Common parent (\(X \leftarrow Z \rightarrow Y\)): \[X \perp Y \mid Z\]
Cascade (\(X \rightarrow Z \rightarrow Y\)): \[X \perp Y \mid Z\]
V-structure (\(X \rightarrow Z \leftarrow Y\)): \[X \not \perp Y \mid Z\]

D-separation

This is a nice little technique to determine the conditional independence between two variables upon the presence of a third (a criterion for deciding, from a given a causal graph, whether a set X of variables is independent of another set Y, given a third set Z). ChatGPT gave this explanation:

D-separation works by examining the paths between the two nodes and identifying “blocking” nodes that prevent information from flowing between the two nodes. If there are no such blocking nodes, then the two nodes are dependent; if there are blocking nodes, then the two nodes are independent.

For example, suppose we have a graph with three nodes X, Y, and Z, where there is an edge from X to Y and an edge from Y to Z. In this case, if we want to determine the conditional independence of X and Z given Y, we can use d-separation to examine the paths between X and Z and determine whether there are any blocking nodes.

If we find a path from X to Z that passes through Y, then we can say that X and Z are dependent given Y, because information can flow from X to Y to Z along this path. On the other hand, if we find a path from X to Z that does not pass through Y, then we can say that X and Z are independent given Y, because the presence of Y does not affect the flow of information between X and Z.

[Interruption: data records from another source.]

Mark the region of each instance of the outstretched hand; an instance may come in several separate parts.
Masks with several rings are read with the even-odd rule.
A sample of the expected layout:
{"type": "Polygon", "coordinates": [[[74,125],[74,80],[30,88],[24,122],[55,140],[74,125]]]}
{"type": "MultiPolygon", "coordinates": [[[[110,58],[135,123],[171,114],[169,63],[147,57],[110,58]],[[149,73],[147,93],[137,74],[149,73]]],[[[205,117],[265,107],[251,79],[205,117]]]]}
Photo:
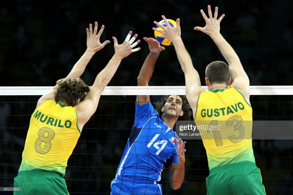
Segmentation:
{"type": "Polygon", "coordinates": [[[169,22],[166,19],[166,17],[162,15],[162,18],[165,21],[166,26],[164,26],[156,21],[154,21],[154,22],[155,24],[164,29],[163,30],[160,30],[155,28],[153,28],[153,30],[154,30],[163,34],[157,35],[157,37],[166,38],[173,42],[174,42],[176,39],[181,39],[181,31],[180,30],[180,20],[179,18],[177,18],[176,20],[176,27],[172,27],[169,23],[169,22]]]}
{"type": "Polygon", "coordinates": [[[149,48],[151,52],[159,54],[161,51],[165,50],[165,47],[161,46],[160,43],[154,38],[144,37],[144,40],[149,44],[149,48]]]}
{"type": "Polygon", "coordinates": [[[101,44],[100,42],[100,37],[104,30],[105,26],[102,25],[99,32],[97,34],[98,31],[98,23],[95,22],[95,28],[93,32],[93,26],[91,24],[90,24],[89,28],[86,28],[86,46],[88,49],[94,52],[96,52],[102,49],[105,45],[110,42],[110,41],[107,40],[101,44]]]}
{"type": "Polygon", "coordinates": [[[120,45],[118,44],[118,42],[116,37],[113,37],[112,38],[114,41],[114,48],[115,49],[115,54],[118,56],[124,58],[128,56],[133,52],[137,51],[140,50],[140,48],[138,47],[135,49],[132,49],[140,42],[140,40],[132,44],[137,37],[137,34],[135,34],[133,37],[130,39],[130,37],[132,34],[132,31],[129,31],[129,33],[126,37],[125,40],[123,43],[120,45]]]}
{"type": "Polygon", "coordinates": [[[180,139],[179,140],[176,140],[176,144],[177,144],[177,156],[178,156],[178,160],[181,162],[183,162],[185,160],[185,153],[186,151],[186,149],[184,149],[186,141],[184,141],[183,143],[182,140],[180,139]]]}
{"type": "Polygon", "coordinates": [[[208,18],[203,10],[202,9],[200,10],[200,13],[201,13],[202,17],[205,21],[205,26],[203,27],[197,26],[194,27],[194,30],[200,30],[208,35],[210,35],[214,32],[219,32],[220,23],[225,16],[225,14],[223,14],[219,19],[217,20],[217,18],[218,17],[218,7],[216,7],[215,8],[215,13],[213,18],[212,13],[212,10],[211,10],[211,6],[207,6],[207,10],[209,13],[209,18],[208,18]]]}

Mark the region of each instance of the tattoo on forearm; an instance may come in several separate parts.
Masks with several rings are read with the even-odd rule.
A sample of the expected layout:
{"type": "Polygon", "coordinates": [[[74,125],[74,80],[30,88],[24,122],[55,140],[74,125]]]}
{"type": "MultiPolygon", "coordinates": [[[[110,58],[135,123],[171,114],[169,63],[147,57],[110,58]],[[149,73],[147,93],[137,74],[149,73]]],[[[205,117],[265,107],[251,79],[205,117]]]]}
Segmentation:
{"type": "Polygon", "coordinates": [[[142,96],[142,98],[145,101],[146,101],[146,96],[142,96]]]}

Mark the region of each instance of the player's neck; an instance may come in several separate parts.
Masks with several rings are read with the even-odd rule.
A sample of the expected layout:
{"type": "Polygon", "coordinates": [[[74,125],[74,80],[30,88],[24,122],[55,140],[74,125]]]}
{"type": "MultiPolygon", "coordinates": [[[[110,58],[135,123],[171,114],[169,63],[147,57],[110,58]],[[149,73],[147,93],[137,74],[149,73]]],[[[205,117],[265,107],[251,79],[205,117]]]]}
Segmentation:
{"type": "Polygon", "coordinates": [[[164,123],[170,128],[173,129],[175,123],[177,120],[177,117],[176,116],[163,116],[164,118],[164,123]]]}
{"type": "Polygon", "coordinates": [[[64,102],[61,101],[60,101],[59,102],[60,102],[60,103],[62,104],[63,104],[63,105],[65,105],[65,106],[68,106],[68,104],[66,102],[64,102]]]}
{"type": "Polygon", "coordinates": [[[209,86],[209,91],[228,89],[228,86],[222,83],[215,83],[209,86]]]}

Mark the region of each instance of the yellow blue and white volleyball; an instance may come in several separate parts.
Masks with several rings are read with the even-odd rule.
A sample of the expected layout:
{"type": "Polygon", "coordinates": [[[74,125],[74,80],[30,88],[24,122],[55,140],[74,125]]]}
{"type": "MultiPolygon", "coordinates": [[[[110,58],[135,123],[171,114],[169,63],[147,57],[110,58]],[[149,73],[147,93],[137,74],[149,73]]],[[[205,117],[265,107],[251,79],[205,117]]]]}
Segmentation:
{"type": "MultiPolygon", "coordinates": [[[[171,19],[167,19],[167,20],[171,27],[176,27],[176,22],[173,20],[171,20],[171,19]]],[[[165,21],[164,21],[163,20],[160,21],[159,23],[160,24],[161,24],[164,26],[167,26],[167,25],[166,24],[166,23],[165,23],[165,21]]],[[[162,29],[158,25],[156,25],[156,27],[155,27],[157,29],[159,30],[164,30],[164,29],[162,29]]],[[[156,31],[155,30],[155,37],[156,37],[156,38],[158,40],[158,41],[159,42],[159,43],[161,43],[162,45],[173,45],[173,43],[171,41],[170,41],[167,39],[165,39],[165,38],[161,38],[160,37],[156,37],[156,35],[163,34],[163,33],[161,33],[161,32],[159,32],[158,31],[156,31]]]]}

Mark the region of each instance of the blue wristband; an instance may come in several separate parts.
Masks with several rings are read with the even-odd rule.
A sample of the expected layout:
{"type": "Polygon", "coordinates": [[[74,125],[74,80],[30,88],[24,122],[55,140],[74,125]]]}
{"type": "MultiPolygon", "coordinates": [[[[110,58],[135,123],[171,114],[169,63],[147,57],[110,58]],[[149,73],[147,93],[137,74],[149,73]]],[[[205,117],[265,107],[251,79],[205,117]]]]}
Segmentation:
{"type": "Polygon", "coordinates": [[[151,53],[152,54],[154,54],[155,55],[158,55],[160,54],[160,53],[155,53],[154,52],[152,52],[151,51],[151,53]]]}

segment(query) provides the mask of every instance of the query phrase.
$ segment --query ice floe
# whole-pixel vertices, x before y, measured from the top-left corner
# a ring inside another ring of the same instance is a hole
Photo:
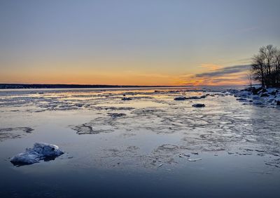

Overall, d-separation is a useful tool for determining the independence or dependence of variables in probabilistic graphical models.

II. Markov Random Fields

Some ChatGPT wisdom: However, not every distribution can be represented using a DAG. In particular, a distribution can only be represented using a Bayesian network if it satisfies the Markov property, which states that a variable is independent of its non-descendants given its parents in the DAG.

In some cases, the I-map (mapping of independencies from the actual distribution to the bayes net) cannot be perfect. That is, there can be cases where our bayes net cannot encompass all of the independence assumptions that exist in the underlying distribution. Thus, bayes nets cannot model such a distribution perfectly. Fortunately, we can use undirected graphical models, aka Markov Random Fields, to represent probability distributions where independence assumptions cannot be modeled by directed models.